Es geht also nicht allein um die Festlegung globaler Zinssätze zum eigenen Vorteil. Möglicherweise wurde auch der riesige Markt der Derivate manipuliert. Auch in der Schweiz wird geprüft, ob sich Derivatehändler über die Differenz zwischen Ankaufs- und Verkaufskursen (Spreads) von Derivaten abgesprochen und dadurch Kunden diese Finanzinstrumente zu marktunüblichen Konditionen verkauft haben. In Brüssel haben sich über 40 Banken gemeldet, die ihr Wissen über die jahrelangen Manipulationen mitteilen wollen. Als Kronzeuge kann man in diesen Tagen angesichts der Möglichkeit eines Strafrabatts und möglicher Strafen in Höhe von zehn Prozent eines Jahresertrags auch gute Geschäfte machen. Alleine auf EU-Ebene sind in Einzelfällen Sanktionen in Höhe von über einer Milliarde Euro nicht auszuschließen. In den USA sind angeblich nicht nur zivilrechtliche, sondern auch strafrechtliche Konsequenzen zu erwarten.
Die deutschen Banken sind von der Finanzaufsicht daran erinnert worden, dass sie für eventuelle Schäden Rückstellungen bilden müssen. Erste Schadenersatzklagen wurden auch schon erhoben. Nach vorläufigen Berechnungen von Morgan Stanley muss mit möglichen Gesamtkosten für die Banken aus Strafen und Schadenersatzzahlungen in Höhe von 22 Milliarden US Dollar gerechnet werden, davon alleine für die Deutsche Bank 1,5 Milliarden US Dollar. Ein Team der Investmentbank Macquarie sieht die Deutsche Bank sogar mit 8,3 Milliarden Euro im Obligo. Darin sind Strafzahlungen und zivilrechtliche Klagen von Geschädigten inbegriffen.

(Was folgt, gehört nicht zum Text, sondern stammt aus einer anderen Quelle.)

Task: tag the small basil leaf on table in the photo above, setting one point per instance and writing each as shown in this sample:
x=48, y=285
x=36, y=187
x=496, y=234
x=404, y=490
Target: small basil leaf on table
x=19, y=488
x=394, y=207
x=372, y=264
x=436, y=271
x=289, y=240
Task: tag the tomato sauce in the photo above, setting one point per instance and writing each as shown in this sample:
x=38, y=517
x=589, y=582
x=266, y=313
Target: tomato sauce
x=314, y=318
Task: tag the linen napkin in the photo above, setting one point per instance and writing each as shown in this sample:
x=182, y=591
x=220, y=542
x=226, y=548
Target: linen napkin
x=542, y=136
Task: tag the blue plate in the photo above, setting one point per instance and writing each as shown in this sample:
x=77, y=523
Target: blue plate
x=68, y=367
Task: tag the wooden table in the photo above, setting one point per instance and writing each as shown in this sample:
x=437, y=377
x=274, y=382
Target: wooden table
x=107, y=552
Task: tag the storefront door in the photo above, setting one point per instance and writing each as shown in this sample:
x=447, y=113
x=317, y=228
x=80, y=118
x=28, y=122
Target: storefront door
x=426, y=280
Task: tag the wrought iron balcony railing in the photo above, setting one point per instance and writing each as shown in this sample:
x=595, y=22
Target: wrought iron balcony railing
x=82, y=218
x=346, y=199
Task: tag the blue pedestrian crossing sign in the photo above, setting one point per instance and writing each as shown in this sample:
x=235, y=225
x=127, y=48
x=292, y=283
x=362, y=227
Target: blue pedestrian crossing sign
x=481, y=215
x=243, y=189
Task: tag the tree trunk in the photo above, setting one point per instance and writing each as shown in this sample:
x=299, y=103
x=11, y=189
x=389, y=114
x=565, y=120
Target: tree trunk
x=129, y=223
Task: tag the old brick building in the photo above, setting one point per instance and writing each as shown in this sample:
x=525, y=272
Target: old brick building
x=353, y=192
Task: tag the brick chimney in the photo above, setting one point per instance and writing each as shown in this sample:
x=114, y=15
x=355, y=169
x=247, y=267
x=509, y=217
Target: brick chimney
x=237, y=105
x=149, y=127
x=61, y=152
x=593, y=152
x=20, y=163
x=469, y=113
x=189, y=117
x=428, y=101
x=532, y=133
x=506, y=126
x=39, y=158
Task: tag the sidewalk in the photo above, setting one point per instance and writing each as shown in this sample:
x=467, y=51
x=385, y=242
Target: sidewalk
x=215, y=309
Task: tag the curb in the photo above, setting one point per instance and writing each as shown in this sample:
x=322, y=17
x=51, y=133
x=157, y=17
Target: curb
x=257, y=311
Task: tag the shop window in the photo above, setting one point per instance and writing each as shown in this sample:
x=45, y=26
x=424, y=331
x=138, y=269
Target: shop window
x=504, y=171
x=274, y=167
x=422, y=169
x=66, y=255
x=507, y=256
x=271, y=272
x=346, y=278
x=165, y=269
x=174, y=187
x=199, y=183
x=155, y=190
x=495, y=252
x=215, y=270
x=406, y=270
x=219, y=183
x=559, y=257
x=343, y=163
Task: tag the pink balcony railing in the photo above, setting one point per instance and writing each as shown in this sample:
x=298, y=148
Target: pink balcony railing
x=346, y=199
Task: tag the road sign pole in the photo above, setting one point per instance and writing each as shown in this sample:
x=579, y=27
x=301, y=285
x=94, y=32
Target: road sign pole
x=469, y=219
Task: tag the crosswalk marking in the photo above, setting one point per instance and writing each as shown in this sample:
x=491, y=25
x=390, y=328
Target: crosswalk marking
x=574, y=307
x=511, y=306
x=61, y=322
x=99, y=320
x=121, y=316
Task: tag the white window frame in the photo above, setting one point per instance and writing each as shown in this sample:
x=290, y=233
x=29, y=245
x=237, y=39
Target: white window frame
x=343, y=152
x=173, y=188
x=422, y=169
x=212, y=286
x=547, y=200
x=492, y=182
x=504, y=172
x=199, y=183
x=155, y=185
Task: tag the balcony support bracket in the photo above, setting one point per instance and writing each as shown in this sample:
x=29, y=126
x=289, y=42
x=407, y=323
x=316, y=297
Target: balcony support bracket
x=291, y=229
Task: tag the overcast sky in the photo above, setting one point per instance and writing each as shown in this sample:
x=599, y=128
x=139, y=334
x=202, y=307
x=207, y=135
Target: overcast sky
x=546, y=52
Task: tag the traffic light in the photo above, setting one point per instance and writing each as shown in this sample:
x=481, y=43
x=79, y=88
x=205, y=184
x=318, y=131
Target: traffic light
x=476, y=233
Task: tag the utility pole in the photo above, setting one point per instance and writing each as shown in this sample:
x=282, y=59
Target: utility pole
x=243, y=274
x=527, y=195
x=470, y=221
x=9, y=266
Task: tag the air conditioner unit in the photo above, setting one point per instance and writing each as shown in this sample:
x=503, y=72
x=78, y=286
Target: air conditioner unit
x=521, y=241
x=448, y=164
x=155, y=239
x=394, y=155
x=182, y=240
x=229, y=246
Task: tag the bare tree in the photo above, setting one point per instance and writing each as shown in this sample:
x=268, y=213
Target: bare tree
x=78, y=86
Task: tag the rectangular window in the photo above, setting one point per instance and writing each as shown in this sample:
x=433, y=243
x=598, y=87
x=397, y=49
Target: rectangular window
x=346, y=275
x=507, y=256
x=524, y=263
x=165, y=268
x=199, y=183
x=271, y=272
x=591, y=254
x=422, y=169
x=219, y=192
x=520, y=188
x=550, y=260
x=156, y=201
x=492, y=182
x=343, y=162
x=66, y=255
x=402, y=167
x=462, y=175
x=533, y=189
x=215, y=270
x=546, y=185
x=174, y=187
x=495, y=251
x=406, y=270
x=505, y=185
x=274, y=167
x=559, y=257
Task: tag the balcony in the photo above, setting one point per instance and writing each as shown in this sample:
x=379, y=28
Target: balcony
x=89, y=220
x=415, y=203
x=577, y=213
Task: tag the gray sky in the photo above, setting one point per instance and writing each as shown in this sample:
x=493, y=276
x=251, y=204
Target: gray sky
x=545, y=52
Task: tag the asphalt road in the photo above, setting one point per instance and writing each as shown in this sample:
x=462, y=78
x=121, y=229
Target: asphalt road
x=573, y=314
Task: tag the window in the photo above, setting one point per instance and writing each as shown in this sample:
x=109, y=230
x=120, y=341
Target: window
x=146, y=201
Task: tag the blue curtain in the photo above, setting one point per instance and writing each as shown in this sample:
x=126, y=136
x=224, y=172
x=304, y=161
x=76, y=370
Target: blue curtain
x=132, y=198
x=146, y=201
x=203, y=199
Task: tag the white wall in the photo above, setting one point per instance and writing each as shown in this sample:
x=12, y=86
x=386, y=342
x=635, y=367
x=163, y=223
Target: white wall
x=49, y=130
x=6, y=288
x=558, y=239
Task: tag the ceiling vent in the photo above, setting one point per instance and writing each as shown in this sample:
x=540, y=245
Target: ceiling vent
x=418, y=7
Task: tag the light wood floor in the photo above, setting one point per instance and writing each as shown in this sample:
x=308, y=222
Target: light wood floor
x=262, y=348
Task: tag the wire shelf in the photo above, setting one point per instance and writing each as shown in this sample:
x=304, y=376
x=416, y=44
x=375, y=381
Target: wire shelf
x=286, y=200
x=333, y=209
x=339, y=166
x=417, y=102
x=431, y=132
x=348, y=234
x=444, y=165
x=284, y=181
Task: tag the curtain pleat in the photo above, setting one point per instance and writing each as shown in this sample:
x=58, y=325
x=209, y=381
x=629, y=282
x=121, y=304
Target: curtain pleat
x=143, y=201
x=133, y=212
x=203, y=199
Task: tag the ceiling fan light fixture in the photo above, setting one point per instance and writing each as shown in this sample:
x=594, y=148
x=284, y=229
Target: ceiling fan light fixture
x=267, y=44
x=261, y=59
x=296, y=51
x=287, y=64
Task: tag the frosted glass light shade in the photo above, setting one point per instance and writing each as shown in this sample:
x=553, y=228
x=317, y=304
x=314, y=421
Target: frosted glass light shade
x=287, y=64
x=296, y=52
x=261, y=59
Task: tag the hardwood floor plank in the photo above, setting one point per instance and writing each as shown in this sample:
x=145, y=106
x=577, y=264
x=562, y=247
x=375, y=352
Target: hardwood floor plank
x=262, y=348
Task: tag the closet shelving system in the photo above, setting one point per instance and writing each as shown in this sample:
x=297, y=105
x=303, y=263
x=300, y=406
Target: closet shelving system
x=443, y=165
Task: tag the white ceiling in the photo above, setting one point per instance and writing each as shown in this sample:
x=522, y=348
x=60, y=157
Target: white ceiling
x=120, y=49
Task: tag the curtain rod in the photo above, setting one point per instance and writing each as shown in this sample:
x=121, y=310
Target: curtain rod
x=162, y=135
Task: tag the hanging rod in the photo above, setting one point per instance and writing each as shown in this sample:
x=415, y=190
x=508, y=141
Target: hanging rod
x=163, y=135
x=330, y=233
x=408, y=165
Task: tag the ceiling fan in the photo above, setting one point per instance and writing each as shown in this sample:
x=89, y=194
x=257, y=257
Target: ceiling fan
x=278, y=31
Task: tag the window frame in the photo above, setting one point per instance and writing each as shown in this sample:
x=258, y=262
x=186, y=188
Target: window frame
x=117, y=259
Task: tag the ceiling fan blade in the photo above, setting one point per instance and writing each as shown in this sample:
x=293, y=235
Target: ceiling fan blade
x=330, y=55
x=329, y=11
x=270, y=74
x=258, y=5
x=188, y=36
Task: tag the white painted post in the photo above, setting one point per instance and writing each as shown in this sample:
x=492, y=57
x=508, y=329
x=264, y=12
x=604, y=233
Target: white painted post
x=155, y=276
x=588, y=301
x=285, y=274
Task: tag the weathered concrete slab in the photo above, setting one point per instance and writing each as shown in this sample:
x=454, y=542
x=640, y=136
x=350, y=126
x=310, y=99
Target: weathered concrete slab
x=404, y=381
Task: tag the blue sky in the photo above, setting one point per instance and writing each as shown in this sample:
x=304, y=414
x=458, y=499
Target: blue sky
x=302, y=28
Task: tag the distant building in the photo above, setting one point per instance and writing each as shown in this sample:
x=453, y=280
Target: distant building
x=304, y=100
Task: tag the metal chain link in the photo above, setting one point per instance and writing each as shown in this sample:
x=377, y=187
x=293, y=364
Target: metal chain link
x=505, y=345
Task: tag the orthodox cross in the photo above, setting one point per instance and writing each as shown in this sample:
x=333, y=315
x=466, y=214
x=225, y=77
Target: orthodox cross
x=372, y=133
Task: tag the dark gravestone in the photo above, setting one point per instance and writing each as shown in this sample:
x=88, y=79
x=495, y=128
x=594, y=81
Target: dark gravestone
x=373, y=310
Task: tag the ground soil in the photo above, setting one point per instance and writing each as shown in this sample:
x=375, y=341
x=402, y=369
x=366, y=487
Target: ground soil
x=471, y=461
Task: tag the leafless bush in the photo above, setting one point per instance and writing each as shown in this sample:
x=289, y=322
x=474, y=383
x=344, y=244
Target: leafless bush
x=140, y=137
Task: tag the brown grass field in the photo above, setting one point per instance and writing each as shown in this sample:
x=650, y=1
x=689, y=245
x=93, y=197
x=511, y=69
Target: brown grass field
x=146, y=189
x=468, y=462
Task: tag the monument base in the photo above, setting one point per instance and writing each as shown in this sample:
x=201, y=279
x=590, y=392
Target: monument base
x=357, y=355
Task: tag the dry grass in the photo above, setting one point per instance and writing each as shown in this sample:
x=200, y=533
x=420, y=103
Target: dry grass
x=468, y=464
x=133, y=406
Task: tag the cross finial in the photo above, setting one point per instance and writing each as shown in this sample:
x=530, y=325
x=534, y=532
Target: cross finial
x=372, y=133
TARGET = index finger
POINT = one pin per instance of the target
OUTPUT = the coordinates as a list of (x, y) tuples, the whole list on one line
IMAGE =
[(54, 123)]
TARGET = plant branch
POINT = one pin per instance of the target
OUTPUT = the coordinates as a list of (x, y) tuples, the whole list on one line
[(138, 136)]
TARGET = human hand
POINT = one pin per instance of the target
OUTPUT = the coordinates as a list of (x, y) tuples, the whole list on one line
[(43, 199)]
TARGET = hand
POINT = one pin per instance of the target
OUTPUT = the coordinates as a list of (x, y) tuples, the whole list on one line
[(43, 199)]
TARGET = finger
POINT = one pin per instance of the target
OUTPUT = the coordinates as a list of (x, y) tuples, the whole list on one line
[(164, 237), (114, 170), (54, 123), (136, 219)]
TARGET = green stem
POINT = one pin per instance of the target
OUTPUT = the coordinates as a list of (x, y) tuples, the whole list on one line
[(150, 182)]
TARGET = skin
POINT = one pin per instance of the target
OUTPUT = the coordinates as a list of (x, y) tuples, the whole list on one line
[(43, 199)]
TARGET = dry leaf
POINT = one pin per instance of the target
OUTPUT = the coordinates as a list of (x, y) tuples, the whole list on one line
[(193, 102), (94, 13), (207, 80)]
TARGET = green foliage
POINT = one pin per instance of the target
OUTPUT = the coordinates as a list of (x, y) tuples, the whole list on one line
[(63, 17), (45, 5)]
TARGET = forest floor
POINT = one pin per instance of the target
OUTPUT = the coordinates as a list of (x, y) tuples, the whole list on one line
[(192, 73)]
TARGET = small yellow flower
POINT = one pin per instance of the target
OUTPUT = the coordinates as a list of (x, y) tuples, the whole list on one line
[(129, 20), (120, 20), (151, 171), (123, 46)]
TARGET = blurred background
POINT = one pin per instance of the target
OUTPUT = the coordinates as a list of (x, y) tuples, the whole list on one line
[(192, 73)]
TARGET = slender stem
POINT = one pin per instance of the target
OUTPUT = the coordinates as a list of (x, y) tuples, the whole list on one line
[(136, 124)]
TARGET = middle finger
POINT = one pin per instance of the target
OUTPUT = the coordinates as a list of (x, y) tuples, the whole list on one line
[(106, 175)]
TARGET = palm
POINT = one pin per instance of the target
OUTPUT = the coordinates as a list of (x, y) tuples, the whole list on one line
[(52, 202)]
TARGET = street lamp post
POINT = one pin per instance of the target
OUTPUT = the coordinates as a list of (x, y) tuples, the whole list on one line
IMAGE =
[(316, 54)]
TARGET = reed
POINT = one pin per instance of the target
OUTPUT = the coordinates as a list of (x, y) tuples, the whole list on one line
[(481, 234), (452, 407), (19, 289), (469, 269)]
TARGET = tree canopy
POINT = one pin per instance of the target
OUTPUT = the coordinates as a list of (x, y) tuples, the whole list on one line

Die Schadensschätzungen sind jedoch besonders schwierig. Es ist eine Gleichung mit unzähligen Variablen. Es beginnt mit dem richtigen Libor-Satz. Er ist die erste Unbekannte. Offen ist, um wie viele Prozentpunkte die „Tricksereien“ den Referenzwert nach unten gedrückt haben. Schon im Promillebereich hätten Unterschiede enorme Folgen. Immerhin war der Libor ausschlaggebend für viele Kredite mit variablem Zinssatz. Deshalb dürfte eine Vielzahl von Transaktionen beeinträchtigt sein. Zu den potentiell Geschädigten gehören nicht nur Banken, sondern auch Unternehmen und Privatkunden.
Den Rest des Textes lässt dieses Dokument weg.